I guess what I’m trying to say is that instead of a bunch of comments saying how SD/MD sucks or crashes or whatever, perhaps we could tell them what features we want the most to help them make SD/MD better.
Hey, man, the original poster asked, I answered.
I’m not harshing on SD – its just not what I really want. Could I use it? Yeah, but I could use notepad, too.
What I’m getting at is that SharpDevelop’s development (lawl!) is pretty slow and for all of that it only offers very basic IDE features – the baseline has shifted, but SharpDevelop hasn’t shifted with the baseline.
I’m sure they’re working hard on it and everything, and that’s OK, that’s their perogative; I just can’t or won’t fawn over it just because its free in beer.
Man, this Scooby Doo episode if is a trip. Why is Shaggy dressed like a transvestite?
SharpDevelop is GPL, but the development process is far from open. First, you have to sign a Joint Copyright Assignment to submit any substantial patch. Also, the “real” developer forums seem to be closed, and to top it off the “project manager”(not the main developer guy) has a tendency to act like a real asshat on the forums.
so, where do the express editions of Visual Studio 2005 leave SharpDevelop/MonoDevelop?
i’ve used them, and for free (as in beer, not speech), they’re pretty slick.
http://lab.msdn.microsoft.com/express/
> and thats coming from a student earning $9 per hour from the
> local Pizza take away shop.
Whoa, that much? 😮
“SharpDevelop is GPL, but the development process is far from open. First, you have to sign a Joint Copyright Assignment to submit any substantial patch. Also, the “real” developer forums seem to be closed, and to top it off the “project manager”(not the main developer guy) has a tendency to act like a real asshat on the forums.”

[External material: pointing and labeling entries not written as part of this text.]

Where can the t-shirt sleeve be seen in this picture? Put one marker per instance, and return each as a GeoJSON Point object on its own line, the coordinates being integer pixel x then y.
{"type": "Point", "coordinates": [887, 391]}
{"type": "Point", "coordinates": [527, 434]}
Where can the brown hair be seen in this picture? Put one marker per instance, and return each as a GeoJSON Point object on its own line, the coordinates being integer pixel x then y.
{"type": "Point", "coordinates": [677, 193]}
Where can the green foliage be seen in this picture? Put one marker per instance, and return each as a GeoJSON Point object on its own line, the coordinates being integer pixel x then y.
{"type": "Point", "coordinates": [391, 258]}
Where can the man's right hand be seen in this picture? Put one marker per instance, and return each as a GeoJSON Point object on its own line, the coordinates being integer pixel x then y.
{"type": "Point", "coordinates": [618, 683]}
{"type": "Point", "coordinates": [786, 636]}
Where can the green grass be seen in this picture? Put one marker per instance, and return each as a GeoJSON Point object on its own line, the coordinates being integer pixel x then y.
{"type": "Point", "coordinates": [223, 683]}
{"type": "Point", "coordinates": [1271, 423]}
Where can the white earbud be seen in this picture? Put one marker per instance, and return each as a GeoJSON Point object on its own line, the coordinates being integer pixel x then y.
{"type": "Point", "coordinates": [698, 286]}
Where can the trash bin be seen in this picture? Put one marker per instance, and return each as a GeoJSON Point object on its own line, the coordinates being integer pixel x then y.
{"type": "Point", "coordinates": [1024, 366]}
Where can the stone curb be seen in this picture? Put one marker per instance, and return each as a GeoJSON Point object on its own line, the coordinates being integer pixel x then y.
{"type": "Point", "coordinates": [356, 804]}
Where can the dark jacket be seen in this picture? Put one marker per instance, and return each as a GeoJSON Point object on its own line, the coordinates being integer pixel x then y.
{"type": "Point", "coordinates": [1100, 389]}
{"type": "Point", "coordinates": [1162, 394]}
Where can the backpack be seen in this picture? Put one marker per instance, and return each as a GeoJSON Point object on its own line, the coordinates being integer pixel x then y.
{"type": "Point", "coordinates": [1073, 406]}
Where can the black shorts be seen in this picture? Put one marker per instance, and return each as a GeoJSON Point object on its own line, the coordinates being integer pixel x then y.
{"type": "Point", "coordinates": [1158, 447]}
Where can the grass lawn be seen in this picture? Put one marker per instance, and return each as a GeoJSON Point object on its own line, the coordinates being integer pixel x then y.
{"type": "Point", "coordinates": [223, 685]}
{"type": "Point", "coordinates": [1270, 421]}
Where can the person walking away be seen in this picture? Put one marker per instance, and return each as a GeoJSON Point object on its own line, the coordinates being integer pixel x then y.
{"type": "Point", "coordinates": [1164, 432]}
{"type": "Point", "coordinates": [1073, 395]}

First of all – Open .ne. ‘free for all’ (in the sense of everybody have a go at it). Beyond a certain size you do need structured development, even in Open Source. You’re not complaining about your not being bale to just commit your Linux kernel patch without some process?
And as for the JCA – look the litigation kicked off by a software company from Utah, look at the current Mambo mess. Look at the future frought with software patents. Clear stance on copyright and attribution still doesn’t make sense?
There are no “real developer forums” – I should know, being on the core team.
And as for the “project manager” – nobody is perfect. Or are you? I am not and I am not the “#develop senior project wrangler” ( the official title, fyi). Some other project leads I know also aren’t pefect. That’s life.